Les recettes tirées du secteur extractif par le
budget de l’État malien ont atteint 978,29 milliards de francs CFA en 2024,
soit environ 1,728 milliard de dollars ou 1,49 milliard d’euros, représentant
40,93 % des recettes publiques de l’année, un niveau inédit, selon un rapport
de l’Initiative pour la transparence dans les industries extractives (ITIE)
publié en mars 2026.
Selon les informations, l'or demeure le pilier de
cette hausse. En 2024, les exportations du secteur ont représenté 78,8 % des
ventes totales du Mali à l’étranger, l’or restant de loin le premier produit
d’exportation. L’entrée en production de deux mines de lithium, Goulamina,
exploitée par le chinois Ganfeng Lithium depuis décembre 2024, et Bougouni,
exploitée par le britannique Kodal Minerals depuis février 2025, place le pays
parmi les principaux producteurs africains de ce métal, mais leur contribution
budgétaire reste marginale face à l’or.
Le record de 2024 résulte d’abord d’une stratégie
d’augmentation de la part de la valeur minière revenant à l’État. Le code
minier adopté en 2023 a porté la participation publique dans les projets de 20
% à 35 %, dont 5 % réservés aux investisseurs locaux.

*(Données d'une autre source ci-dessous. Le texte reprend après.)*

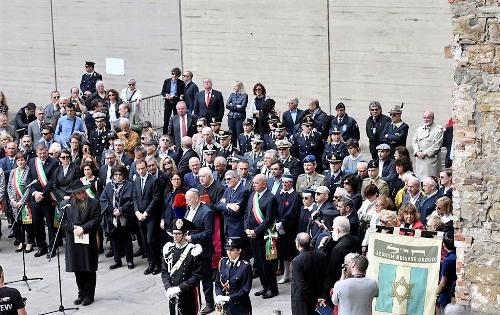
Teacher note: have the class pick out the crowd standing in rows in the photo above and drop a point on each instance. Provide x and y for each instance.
(290, 191)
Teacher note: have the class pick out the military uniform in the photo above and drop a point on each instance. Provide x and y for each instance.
(235, 280)
(306, 181)
(182, 268)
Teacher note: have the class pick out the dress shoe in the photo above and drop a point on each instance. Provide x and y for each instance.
(283, 280)
(269, 294)
(156, 271)
(41, 252)
(78, 301)
(115, 265)
(29, 248)
(149, 270)
(207, 310)
(261, 292)
(87, 301)
(20, 248)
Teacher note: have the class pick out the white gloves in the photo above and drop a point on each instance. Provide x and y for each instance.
(221, 299)
(173, 292)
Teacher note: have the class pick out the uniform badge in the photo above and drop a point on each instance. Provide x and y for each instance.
(179, 223)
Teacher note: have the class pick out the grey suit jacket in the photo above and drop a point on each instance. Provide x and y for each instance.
(34, 131)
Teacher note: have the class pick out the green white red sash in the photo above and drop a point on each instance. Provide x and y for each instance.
(26, 213)
(86, 182)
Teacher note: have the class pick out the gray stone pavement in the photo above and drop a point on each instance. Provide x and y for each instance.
(121, 291)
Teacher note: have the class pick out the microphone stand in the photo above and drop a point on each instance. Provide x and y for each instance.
(61, 308)
(25, 278)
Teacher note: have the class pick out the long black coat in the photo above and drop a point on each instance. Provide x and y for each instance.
(307, 280)
(80, 257)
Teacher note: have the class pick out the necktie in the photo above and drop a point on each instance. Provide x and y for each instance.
(208, 96)
(183, 126)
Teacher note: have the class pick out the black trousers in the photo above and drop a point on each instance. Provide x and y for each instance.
(121, 242)
(43, 213)
(167, 113)
(265, 268)
(86, 282)
(151, 241)
(207, 280)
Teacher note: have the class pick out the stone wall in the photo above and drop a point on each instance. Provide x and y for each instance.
(476, 108)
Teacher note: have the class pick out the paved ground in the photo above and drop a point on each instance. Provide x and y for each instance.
(121, 291)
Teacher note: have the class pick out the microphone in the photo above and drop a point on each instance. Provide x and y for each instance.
(64, 207)
(32, 183)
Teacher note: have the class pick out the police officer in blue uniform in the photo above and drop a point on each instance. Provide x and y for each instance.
(89, 79)
(234, 281)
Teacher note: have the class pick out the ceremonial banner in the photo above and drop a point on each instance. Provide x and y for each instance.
(407, 271)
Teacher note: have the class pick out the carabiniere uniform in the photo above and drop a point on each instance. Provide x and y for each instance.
(235, 281)
(182, 268)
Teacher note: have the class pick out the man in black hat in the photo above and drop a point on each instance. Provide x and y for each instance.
(182, 269)
(347, 125)
(234, 280)
(245, 137)
(81, 220)
(89, 79)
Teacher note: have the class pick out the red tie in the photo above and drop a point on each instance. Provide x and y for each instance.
(208, 99)
(183, 127)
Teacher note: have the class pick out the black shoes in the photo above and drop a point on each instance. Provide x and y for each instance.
(78, 301)
(41, 252)
(269, 294)
(87, 301)
(115, 265)
(261, 292)
(207, 310)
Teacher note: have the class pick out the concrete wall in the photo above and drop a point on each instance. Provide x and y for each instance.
(145, 35)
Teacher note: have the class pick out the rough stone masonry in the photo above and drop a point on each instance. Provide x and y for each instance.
(476, 108)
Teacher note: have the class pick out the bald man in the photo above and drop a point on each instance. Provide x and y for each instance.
(426, 143)
(259, 219)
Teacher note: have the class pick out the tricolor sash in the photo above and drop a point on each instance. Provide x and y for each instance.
(20, 189)
(89, 191)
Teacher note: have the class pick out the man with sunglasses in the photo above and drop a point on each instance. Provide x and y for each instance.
(89, 79)
(396, 132)
(171, 91)
(375, 125)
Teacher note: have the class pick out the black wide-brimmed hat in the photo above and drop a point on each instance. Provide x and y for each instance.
(76, 186)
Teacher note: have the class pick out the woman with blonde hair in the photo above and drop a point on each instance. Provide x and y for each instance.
(237, 106)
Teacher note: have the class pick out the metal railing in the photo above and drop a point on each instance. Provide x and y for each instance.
(151, 109)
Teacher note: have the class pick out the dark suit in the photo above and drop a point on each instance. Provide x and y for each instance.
(204, 220)
(170, 104)
(266, 268)
(147, 201)
(307, 281)
(214, 110)
(183, 161)
(233, 220)
(43, 211)
(190, 91)
(288, 121)
(374, 129)
(174, 129)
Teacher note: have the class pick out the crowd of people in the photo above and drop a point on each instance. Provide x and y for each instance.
(286, 191)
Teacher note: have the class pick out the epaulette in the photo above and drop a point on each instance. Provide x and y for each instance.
(167, 247)
(196, 250)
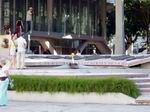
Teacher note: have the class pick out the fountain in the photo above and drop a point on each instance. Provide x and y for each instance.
(73, 65)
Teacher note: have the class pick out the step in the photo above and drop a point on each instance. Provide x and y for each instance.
(143, 99)
(147, 90)
(138, 80)
(143, 85)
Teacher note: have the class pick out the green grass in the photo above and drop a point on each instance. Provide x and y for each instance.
(74, 84)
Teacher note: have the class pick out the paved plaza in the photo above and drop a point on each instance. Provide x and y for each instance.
(15, 106)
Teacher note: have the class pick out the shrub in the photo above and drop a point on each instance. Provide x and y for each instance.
(74, 84)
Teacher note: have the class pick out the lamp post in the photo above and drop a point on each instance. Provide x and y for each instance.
(29, 39)
(65, 20)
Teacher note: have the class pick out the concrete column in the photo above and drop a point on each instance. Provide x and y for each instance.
(0, 16)
(119, 38)
(103, 18)
(14, 15)
(50, 15)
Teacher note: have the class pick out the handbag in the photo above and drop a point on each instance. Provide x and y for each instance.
(10, 85)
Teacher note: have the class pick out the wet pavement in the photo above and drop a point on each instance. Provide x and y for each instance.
(15, 106)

A en croire le World Gold Council, l'or a enregistré
53 records en 2025, terminant l’année à un prix moyen annuel de 3 431 dollars
l’once, en progression de 44 % sur un an. La production industrielle d’or du
Mali a chuté de 22,9 % en 2025, à 42,2 tonnes contre 54,8 tonnes en 2024. Ce
repli tient au différend prolongé entre l’État malien et le groupe Barrick
Mining sur l’application du nouveau code minier, qui a entraîné la suspension
des activités du complexe de Loulo-Gounkoto, jusque-là le plus grand site aurifère
du pays.
Cette année 2026, le Mali aborde avec des signaux plus favorables, en production comme sur les marchés. Au premier trimestre, la mine exploitée par Barrick a produit 80 000 onces, pour un objectif annuel supérieur à 360 000 onces. Selon la Banque mondiale, les cours de l’or ont progressé de 17 % sur le trimestre, dépassant 5 000 dollars l’once en février, l’institution tablant sur une hausse moyenne de 37 % sur l’ensemble de l’année.